“Çobanlar ‘Bizi kurtarın’ diye bağırınca köylüler yardıma koştu. Çobanları ve hayvanları kurtarmaya çalışırken öldüler.’’
Bu sözler 20 Haziran’da Diyarbakır – Mardin sınırında çıkan yangında 10 kişinin hayatını kaybettiği Yücebağ köyünün muhtarı Vedat Demir’e ait.
Yangının başladığı Perşembe akşamı bölgede aniden bir fırtına çıktı.
Köylülerin anlatımına göre fırtınayla birlikte elektrikler gitti, geldi.
Köy sakinleri dışarı çıktıklarında Diyarbakır’ın Çınar ilçesine bağlı Köksalan köyünden yükselen alevleri gördüler.
Saat 22:00 civarında başlayan yangın kısa sürede rüzgarın etkisiyle yayılmış, göz açıp kapayıncaya kadar alevler Mardin’deki Yücebağ köyüne de ulaşmıştı.
Bu iki köyden yangında hayatını kaybedenlerin sayısı 15’e yükseldi. 78 yaralı var. Binden fazla hayvan öldü. Yangın Diyarbakır’da 8 bin 100, Mardin’de ise 7 bin dönüm alanda hasara yol açtı. Toplam 5 bin 450 dönüm ekili arazi yandı.
Aradan bir hafta geçti. Buna rağmen yangının nedenini bile tam olarak bilmiyoruz.
Diyarbakır Valiliği yaptığı ilk açıklamada yangının anız yakımından, yani tarlalarda hasattan sonra ekinlerin toprakta kalan kök ve saplarının kasıtlı olarak yakılması sonucu çıktığını ifade etti.

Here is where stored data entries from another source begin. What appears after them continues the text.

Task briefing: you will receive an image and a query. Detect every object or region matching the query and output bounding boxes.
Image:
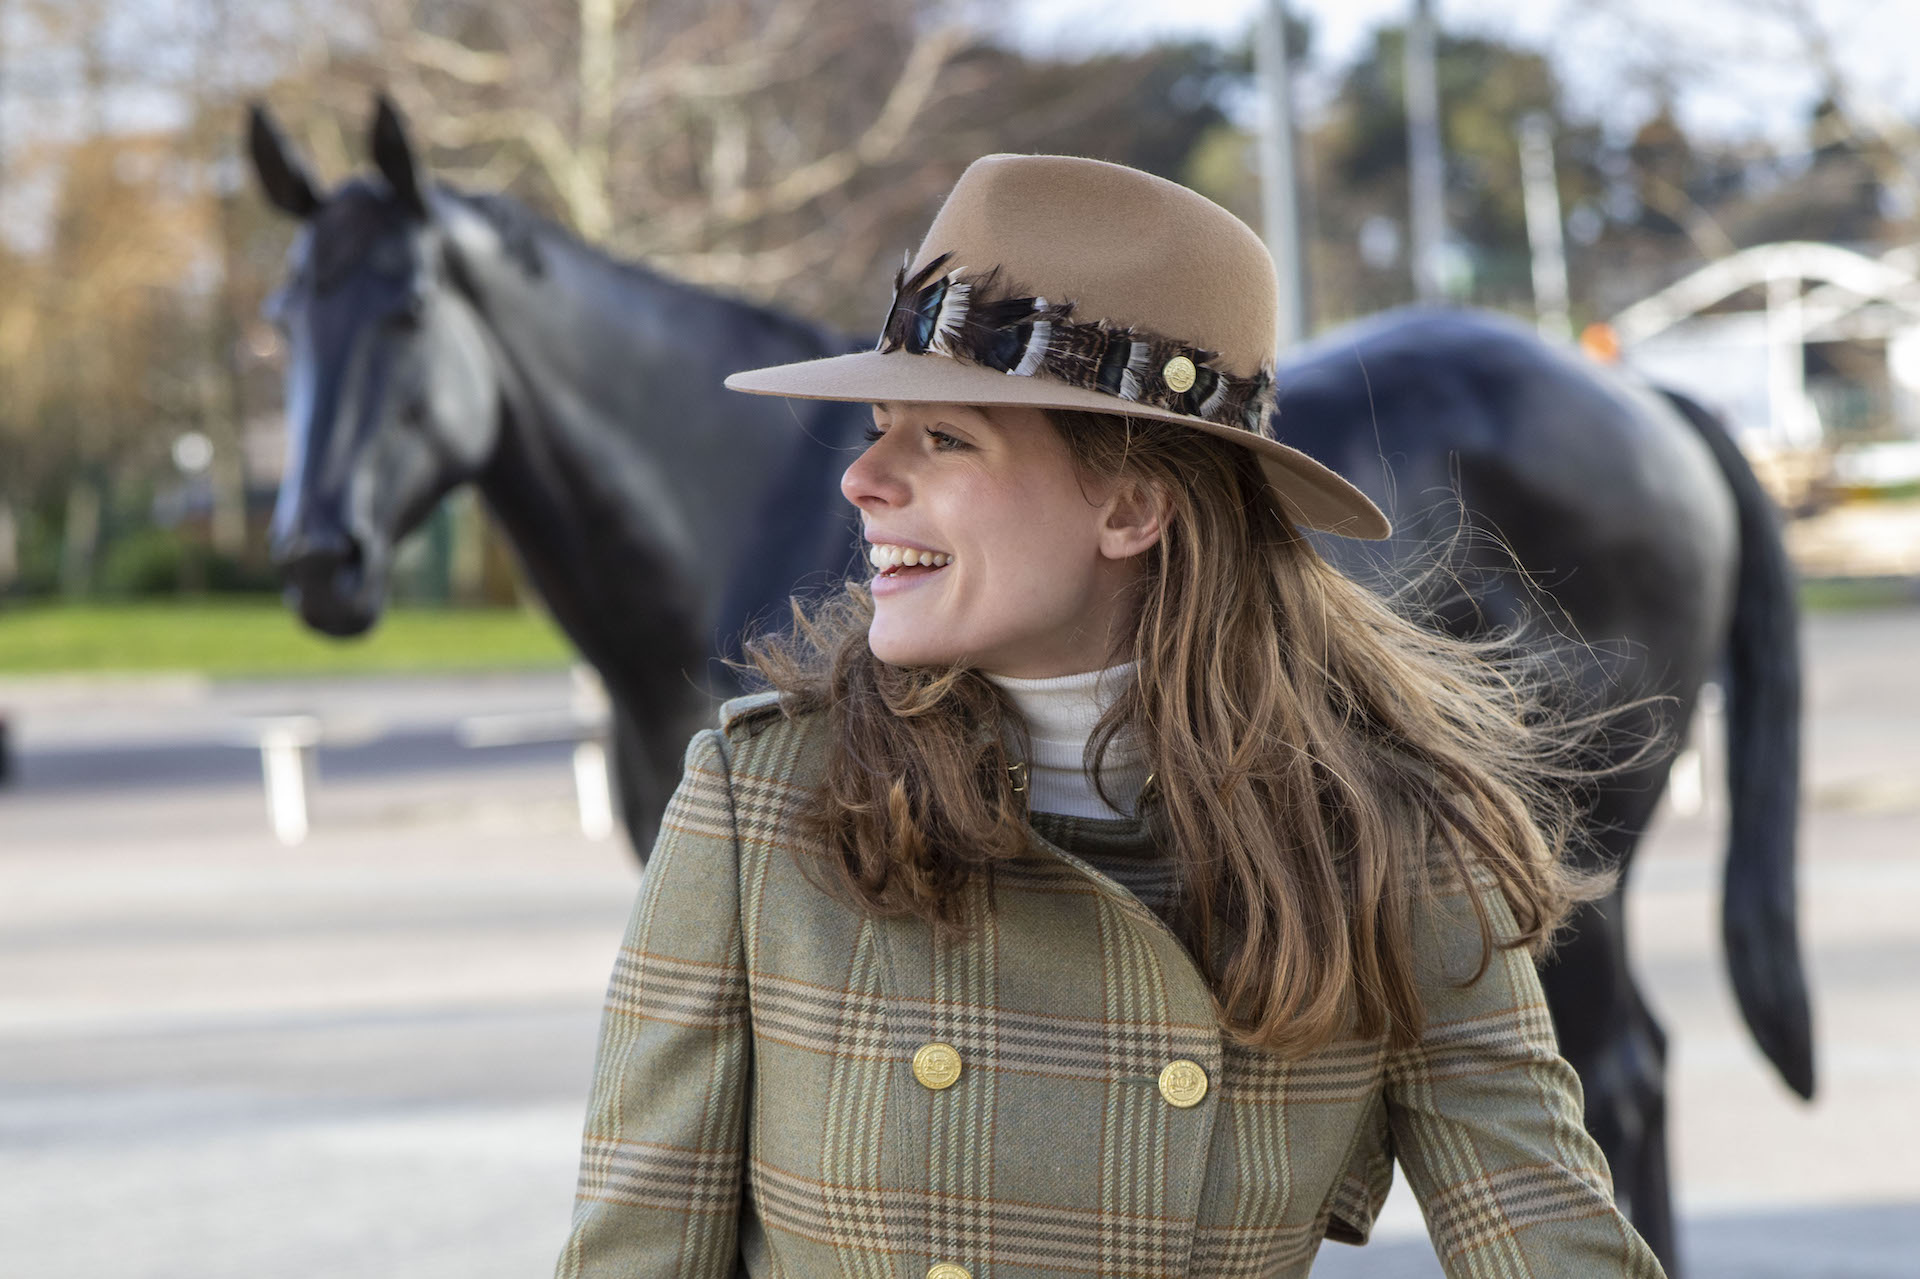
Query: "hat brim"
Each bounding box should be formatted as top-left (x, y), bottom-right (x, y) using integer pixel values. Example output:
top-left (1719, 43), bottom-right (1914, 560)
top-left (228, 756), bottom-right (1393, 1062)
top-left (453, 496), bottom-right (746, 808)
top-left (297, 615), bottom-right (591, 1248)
top-left (725, 350), bottom-right (1390, 540)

Ancak köylüler, görgü tanıkları ve bölgede inceleme yapan uzmanlar, yangının bölgedeki elektrik enerjisi dağıtıcısı DEDAŞ’ın yenilemediği elektrik telleri yüzünden çıktığı görüşünde.

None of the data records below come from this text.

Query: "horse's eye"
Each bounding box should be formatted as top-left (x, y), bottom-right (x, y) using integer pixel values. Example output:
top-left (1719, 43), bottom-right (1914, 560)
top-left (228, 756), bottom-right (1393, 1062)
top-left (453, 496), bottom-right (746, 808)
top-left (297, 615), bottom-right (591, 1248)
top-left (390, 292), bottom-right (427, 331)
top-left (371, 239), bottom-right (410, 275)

Savcılık olayla ilgili başlatılan soruşturma dosyası için hazırlanan ve aynı görüşü paylaşan bilirkişi raporunu yetersiz bularak daha kapsamlı bir rapor talep etti. DEDAŞ ise yangının elektrik iletim hatlarından çıktığı iddiasını reddediyor.

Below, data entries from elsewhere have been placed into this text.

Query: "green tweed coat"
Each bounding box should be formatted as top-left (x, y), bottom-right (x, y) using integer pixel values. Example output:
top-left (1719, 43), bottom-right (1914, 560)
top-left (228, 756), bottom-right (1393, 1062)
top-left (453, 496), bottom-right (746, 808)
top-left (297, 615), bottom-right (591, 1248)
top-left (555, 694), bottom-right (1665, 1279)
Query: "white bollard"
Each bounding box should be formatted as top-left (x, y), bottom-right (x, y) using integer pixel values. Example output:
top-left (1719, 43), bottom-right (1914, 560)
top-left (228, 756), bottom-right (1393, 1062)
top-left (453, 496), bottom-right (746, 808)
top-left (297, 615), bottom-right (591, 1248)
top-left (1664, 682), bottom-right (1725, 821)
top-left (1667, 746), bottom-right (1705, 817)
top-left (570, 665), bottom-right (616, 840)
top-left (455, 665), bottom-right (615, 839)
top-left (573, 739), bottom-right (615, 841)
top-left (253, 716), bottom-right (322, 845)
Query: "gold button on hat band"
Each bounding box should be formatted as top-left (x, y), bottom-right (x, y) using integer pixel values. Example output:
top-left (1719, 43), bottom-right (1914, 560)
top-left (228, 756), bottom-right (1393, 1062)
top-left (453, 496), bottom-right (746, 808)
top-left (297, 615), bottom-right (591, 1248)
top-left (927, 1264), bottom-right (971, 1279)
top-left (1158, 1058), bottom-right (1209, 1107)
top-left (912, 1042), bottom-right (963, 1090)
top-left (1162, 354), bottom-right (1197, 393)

Fayn, tüm bu tartışmalar sürerken bölgedeki köylüler, yangına tanıklık edenler ve uzmanlarla konuştu.
‘Köydeki elektrik direkleri ağaçtan ve 43 yıllık’
Mardin’e bağlı Yücebağ köyünün muhtarı Vedat Demir, 50 yaşında. Köyden 10 kişinin alevler arasında can verdiği o geceyi, ‘‘Hayatımda ilk kez bu kadar büyük yangın gördüm’’ diye tarif ediyor.